The only good thing about this situation is that I have a bunch of wee roosters coming along: Frodo and Elrond’s babies. This is great news for Scrappy, who is at the top of the list and who I was determined to keep anyway, in a separate pen if need be. Thankfully, I haven’t culled any of the roosters yet. And thankfully I got a batch of babies out of Elrond. I was very keen to get babies out of Frodo and Elrond as soon as possible, which is why I let Frodo raise them in winter. I had a feeling I needed to. Not for a second did I think Elrond was going to turn aggressive, I just thought one of the neighbours might complain and I might have to find a new home for him. As horrible as this situation is, it’s just another facet of the chicken keeping life and at least I have the little Australorps coming along. Something went right.

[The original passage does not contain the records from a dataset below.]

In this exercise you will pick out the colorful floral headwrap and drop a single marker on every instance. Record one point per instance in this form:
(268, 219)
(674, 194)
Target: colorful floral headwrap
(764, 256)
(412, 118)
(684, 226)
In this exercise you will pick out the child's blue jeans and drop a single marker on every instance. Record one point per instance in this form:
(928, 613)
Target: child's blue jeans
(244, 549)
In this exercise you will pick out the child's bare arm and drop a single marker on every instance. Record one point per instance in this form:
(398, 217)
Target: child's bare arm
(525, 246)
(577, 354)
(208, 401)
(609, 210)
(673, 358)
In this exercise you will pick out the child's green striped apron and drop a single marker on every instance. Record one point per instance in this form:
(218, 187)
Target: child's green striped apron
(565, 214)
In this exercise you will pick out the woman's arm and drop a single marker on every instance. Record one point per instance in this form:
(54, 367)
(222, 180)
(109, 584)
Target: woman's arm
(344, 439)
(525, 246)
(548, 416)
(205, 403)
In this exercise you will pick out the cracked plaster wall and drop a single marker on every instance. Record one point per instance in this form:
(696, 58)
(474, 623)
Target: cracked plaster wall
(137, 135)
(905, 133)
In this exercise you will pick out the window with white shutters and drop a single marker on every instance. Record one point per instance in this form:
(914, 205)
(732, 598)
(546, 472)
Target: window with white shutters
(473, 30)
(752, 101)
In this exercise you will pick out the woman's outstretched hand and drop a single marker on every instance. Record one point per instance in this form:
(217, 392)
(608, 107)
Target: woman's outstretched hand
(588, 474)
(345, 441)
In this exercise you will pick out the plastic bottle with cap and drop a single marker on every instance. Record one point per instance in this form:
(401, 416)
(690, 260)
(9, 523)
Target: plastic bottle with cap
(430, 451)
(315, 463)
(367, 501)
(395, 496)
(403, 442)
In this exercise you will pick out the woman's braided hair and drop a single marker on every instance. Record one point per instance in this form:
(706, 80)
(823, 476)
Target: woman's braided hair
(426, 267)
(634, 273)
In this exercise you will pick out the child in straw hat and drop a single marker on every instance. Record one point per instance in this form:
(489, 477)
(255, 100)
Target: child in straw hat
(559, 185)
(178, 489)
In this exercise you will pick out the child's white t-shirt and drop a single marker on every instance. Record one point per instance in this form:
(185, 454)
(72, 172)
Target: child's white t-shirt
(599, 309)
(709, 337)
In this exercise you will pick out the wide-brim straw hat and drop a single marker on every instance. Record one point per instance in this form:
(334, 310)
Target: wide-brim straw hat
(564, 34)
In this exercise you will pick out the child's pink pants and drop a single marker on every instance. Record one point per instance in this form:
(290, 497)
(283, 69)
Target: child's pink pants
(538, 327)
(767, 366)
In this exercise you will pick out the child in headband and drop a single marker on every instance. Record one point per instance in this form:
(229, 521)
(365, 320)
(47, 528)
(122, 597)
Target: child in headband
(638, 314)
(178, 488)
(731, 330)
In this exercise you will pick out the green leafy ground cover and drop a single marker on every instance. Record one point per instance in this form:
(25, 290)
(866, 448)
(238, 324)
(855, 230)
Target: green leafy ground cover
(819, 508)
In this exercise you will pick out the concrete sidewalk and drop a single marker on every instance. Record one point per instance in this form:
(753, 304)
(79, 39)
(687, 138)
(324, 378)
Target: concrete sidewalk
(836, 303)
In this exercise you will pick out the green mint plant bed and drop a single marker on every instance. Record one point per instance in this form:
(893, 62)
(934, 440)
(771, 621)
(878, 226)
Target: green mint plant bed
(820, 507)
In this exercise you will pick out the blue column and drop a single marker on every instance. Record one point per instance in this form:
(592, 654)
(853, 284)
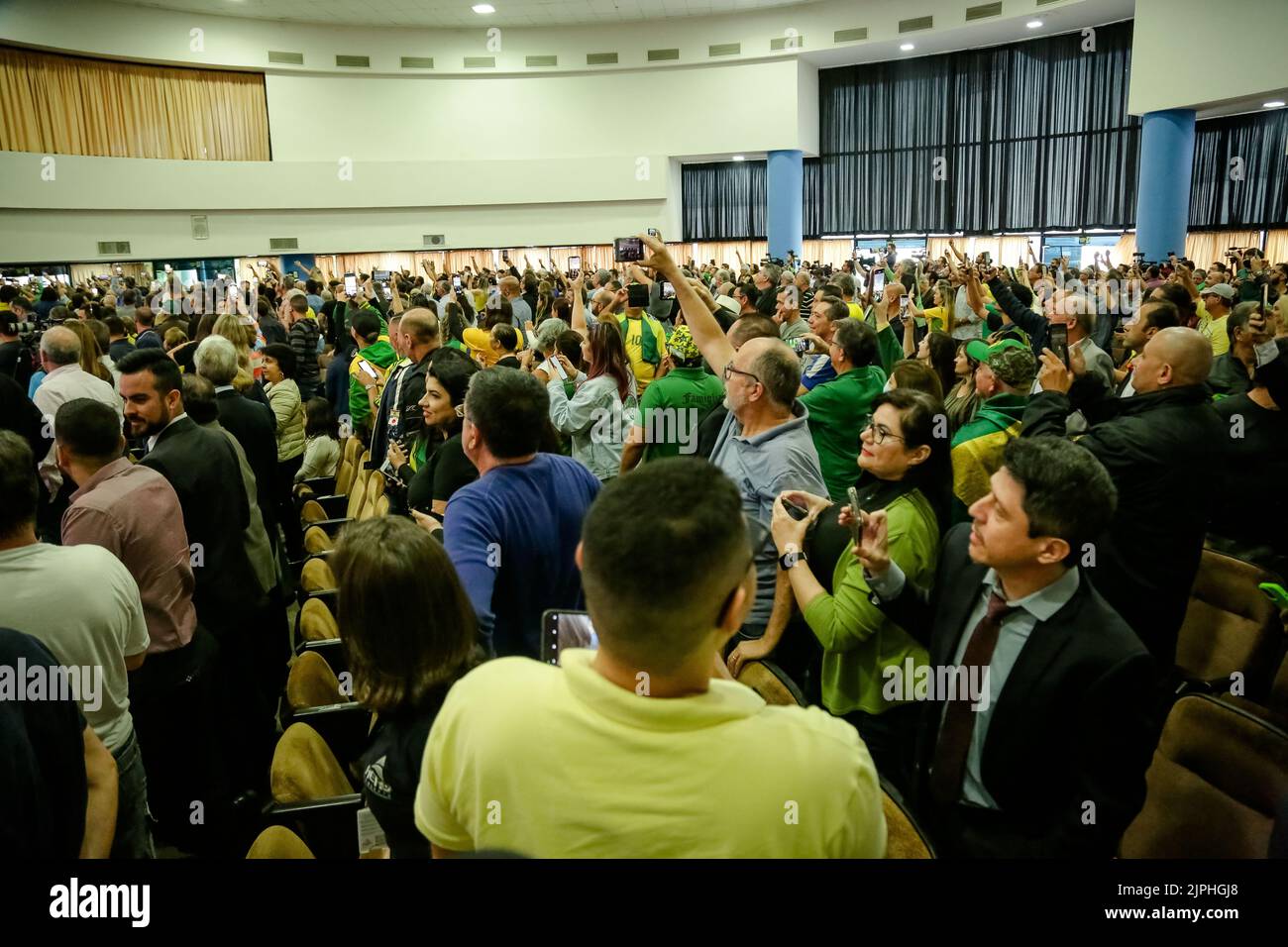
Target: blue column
(1163, 196)
(785, 218)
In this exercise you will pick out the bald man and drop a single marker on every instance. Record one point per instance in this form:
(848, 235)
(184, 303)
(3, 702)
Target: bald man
(1163, 449)
(764, 446)
(65, 380)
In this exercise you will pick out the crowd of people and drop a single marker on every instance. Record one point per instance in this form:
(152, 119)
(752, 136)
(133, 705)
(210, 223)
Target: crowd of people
(863, 475)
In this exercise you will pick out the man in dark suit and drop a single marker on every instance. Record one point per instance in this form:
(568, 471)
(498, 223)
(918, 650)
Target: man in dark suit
(1157, 445)
(202, 468)
(1047, 758)
(250, 421)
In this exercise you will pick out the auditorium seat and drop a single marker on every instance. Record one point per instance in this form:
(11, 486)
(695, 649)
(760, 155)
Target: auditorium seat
(905, 838)
(769, 681)
(312, 795)
(1231, 626)
(312, 684)
(1214, 787)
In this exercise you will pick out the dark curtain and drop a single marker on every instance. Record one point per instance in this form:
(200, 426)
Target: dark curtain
(1240, 171)
(1028, 136)
(724, 200)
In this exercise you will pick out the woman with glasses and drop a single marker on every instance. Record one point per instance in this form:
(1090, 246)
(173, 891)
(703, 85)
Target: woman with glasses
(600, 412)
(905, 480)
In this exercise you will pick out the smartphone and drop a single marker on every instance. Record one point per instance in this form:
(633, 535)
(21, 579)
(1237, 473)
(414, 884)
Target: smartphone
(562, 630)
(627, 250)
(1060, 343)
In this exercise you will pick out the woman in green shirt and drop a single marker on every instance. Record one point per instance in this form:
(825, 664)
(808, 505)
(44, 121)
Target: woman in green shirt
(905, 471)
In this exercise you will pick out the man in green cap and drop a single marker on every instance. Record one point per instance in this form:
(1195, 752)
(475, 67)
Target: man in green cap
(1004, 377)
(673, 405)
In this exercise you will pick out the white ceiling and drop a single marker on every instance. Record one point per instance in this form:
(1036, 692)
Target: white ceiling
(458, 13)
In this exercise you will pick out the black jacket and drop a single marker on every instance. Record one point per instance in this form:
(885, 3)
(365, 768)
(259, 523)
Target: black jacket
(1163, 451)
(202, 468)
(256, 428)
(1072, 723)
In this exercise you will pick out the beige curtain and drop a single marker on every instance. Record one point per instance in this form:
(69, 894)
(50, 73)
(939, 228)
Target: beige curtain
(64, 105)
(1209, 248)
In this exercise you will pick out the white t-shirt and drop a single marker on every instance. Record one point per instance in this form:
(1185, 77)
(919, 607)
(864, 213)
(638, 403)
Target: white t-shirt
(84, 605)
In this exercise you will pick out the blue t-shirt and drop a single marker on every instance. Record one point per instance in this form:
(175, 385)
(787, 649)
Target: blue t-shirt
(511, 536)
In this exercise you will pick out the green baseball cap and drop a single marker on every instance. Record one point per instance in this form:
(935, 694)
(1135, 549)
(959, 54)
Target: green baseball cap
(1009, 359)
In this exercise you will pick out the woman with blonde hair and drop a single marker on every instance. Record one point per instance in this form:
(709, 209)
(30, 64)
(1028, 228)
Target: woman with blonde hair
(231, 328)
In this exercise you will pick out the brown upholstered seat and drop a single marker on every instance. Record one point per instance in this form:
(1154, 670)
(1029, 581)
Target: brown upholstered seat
(1218, 776)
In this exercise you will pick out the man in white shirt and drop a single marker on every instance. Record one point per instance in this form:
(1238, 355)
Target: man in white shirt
(82, 604)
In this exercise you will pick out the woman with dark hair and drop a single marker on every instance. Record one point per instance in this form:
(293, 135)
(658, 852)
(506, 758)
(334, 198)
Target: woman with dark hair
(914, 375)
(599, 414)
(939, 351)
(321, 441)
(438, 467)
(903, 487)
(961, 398)
(410, 634)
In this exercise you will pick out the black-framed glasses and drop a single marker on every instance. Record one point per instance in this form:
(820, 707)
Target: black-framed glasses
(729, 369)
(881, 433)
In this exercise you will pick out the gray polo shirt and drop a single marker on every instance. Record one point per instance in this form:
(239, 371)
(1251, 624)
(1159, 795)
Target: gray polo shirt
(761, 467)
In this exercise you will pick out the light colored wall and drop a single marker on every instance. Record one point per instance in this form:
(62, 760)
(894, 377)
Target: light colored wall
(1194, 53)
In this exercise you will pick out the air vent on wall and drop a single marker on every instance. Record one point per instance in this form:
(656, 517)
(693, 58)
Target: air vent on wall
(984, 11)
(850, 35)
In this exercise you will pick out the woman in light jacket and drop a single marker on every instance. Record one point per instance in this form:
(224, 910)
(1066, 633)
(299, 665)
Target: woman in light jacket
(283, 397)
(600, 411)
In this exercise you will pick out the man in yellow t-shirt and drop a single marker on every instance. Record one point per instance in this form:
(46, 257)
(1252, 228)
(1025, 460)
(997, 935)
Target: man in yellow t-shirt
(636, 750)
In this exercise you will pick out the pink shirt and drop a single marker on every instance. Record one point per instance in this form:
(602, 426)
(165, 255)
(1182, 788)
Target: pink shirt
(134, 513)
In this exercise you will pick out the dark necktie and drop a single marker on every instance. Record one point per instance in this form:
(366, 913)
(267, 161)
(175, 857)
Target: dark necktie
(958, 725)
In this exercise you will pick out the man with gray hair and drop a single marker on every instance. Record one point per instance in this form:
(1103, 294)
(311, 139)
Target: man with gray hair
(253, 424)
(59, 355)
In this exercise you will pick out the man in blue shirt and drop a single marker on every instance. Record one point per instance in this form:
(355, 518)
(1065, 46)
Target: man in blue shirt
(513, 534)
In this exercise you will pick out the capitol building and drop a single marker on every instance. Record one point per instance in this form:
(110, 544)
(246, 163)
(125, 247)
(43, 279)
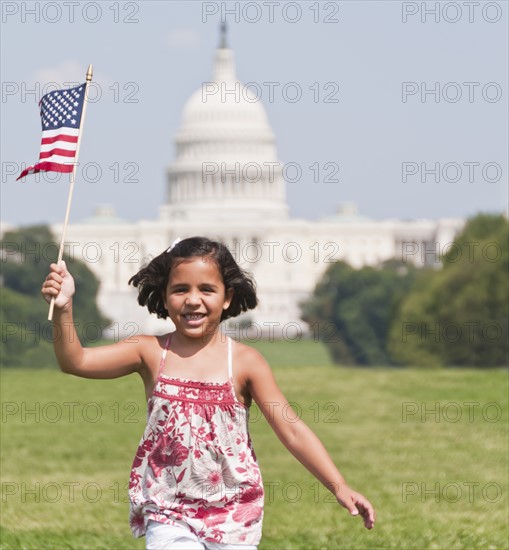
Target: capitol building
(226, 183)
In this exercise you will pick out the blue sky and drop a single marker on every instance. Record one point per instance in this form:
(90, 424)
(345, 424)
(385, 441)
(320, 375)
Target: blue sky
(375, 58)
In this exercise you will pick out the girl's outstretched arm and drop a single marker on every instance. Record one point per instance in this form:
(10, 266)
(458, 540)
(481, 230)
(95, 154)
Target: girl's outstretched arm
(110, 361)
(300, 440)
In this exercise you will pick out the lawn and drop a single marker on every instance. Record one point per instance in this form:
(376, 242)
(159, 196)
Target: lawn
(428, 448)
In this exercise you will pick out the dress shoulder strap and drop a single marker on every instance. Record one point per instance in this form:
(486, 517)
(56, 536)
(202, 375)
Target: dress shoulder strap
(165, 351)
(230, 366)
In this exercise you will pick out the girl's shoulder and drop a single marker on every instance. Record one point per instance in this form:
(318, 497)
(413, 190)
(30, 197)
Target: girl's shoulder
(246, 358)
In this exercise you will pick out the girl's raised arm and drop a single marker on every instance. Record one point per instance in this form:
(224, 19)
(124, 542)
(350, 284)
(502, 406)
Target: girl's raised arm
(300, 440)
(111, 361)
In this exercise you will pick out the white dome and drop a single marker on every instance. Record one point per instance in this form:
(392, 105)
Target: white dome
(226, 162)
(224, 107)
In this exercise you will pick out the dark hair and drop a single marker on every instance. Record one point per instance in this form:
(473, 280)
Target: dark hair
(153, 278)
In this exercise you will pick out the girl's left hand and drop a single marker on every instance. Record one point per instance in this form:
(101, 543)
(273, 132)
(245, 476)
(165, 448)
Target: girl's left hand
(356, 504)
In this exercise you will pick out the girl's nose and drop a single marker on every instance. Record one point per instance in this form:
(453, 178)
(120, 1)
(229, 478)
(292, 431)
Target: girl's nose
(193, 298)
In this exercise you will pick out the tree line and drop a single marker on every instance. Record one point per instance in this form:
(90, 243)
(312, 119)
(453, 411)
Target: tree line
(451, 314)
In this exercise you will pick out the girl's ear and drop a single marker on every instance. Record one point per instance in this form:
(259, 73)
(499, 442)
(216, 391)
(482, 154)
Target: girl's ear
(228, 298)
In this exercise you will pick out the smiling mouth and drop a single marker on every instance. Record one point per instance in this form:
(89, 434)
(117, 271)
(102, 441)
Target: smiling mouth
(194, 316)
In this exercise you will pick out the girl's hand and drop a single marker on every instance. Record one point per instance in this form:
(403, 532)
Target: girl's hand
(356, 504)
(59, 284)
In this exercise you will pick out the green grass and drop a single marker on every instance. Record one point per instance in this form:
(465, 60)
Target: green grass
(358, 414)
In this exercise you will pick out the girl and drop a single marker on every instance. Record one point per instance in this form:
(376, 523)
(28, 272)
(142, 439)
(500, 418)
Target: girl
(195, 481)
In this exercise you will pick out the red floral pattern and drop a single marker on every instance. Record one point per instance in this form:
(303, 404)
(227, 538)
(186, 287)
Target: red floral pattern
(196, 464)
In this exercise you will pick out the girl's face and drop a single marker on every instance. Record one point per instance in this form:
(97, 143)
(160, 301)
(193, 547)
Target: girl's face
(196, 297)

There is no knowing whether Scrappy or any of the other little roos might turn aggressive. Having a father who turned aggressive in no way implies that any of them will. It’s the same situation of nobody knows. I will be keeping a close eye on their behaviour as they grow. And I will be prepared for the fact that this situation could happen again, so I have to make the most of the chickens that I have. At some point in the not-too-distant-future I’m going to have to introduce new genetics too, as having a mother and son breeding pair can only go so far. But I think I’ve got enough to think about for now. Oh, Elrond.